Première règle : la réalité pourtant légitime de l’objectif poursuivi, qui est la maximisation du profit à court terme, ne doit bien sûr pas apparaître comme étant l’argument essentiel. Il importe de s’abriter derrière le progrès technique ou la recherche (Monsanto), l’emploi, la compétitivité (automobile allemande etc…). Quand le lobby des télévisions jeunesse se bats bec et ongle contre la limitation de la publicité à destination des enfants pour les aliments vecteurs d’obésité, c’est au nom…de la survie de l’industrie du dessin animé français…Grossir pour la culture.
Deuxième règle : « sponsoriser » des études ou recherches qui prouvent l’innocuité du produit ou l’incertitude de ses effets, qui aident les élus ou décideurs « actionnés » et qui peuvent être reprise dans la presse. L’industrie du tabac américaine a ainsi publié de nombreuses études montrant que les effets nocifs du tabac, notamment son caractère cancérigène, n’étaient pas démontrés.

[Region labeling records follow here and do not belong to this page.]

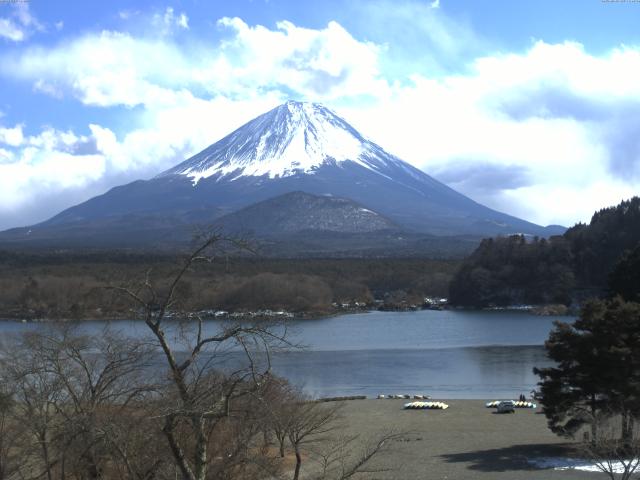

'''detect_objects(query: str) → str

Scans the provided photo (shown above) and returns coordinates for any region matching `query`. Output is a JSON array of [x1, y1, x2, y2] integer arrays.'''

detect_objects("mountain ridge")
[[0, 101, 564, 251]]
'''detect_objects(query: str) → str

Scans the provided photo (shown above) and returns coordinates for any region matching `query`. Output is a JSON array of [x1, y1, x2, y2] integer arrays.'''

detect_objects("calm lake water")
[[0, 310, 570, 398]]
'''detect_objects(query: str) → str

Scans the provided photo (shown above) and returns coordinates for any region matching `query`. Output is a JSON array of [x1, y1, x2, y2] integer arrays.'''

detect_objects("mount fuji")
[[0, 101, 564, 253]]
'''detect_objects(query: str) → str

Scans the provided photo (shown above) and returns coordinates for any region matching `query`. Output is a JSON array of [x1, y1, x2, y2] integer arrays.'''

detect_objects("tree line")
[[0, 236, 394, 480], [450, 197, 640, 307], [0, 252, 458, 319]]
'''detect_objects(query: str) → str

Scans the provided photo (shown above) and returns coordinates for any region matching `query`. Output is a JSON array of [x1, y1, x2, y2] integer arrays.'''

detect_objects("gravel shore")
[[332, 399, 606, 480]]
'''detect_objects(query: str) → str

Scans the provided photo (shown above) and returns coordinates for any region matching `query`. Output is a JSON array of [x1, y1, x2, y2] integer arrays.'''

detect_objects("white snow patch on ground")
[[529, 457, 640, 473]]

Réussir, comme le fait avec succès Monsanto, à bloquer la publication de recherches négatives, ou même à en faire punir les auteurs, est un plus.
Troisième règle : créer des réseaux et entretenir des contacts permanents et suivis avec les élus, les chercheurs ou les journalistes qu’il faut « convaincre ». On ne réussit pas comme Monsanto à faire du président de l’assemblée nationale un allié vigilant avec un coup de fil et un memo. Il s’agit d’un processus et d’un investissement à long terme.
Les lois et règlements, par exemple ceux sur l’environnement et la santé, peuvent impacter si profondément les résultats d’une entreprise que le lobbysme doit être considéré comme un impératif stratégique et un poste d’investissement fondamental. Beaucoup d’entreprises pourraient prendre de la graine de Monsanto en la matière. Le risque est bien sûr celui du dévoilement ou du retour de bâton, comme celui qu’a subi Monsanto avec le documentaire diffusé sur Arte. Mais un documentaire passe et le lobbysme reste, comme le prouve le soutien récent du Sénat Français à l’entreprise américaine.

Il existe cependant une autre posture de lobbysme stratégique : celle qui consiste à collaborer avec le législateur ou les décideurs pour évaluer objectivement risques ou intérêt général, et y remédier ou y contribuer. C’est une forme de lobbysme positif, plus contraignant à court terme, mais plus porteur à long terme car il fait converger l’intérêt de l’entreprise et celui de la société, contrairement au lobbysme classique, dont l’objectif, légitime du point de vue de l’entreprise, est de faire triompher l’intérêt de l’entreprise sur l’intérêt général. Mais ce lobbysme positif demande du courage, de la vision, et de l’éthique.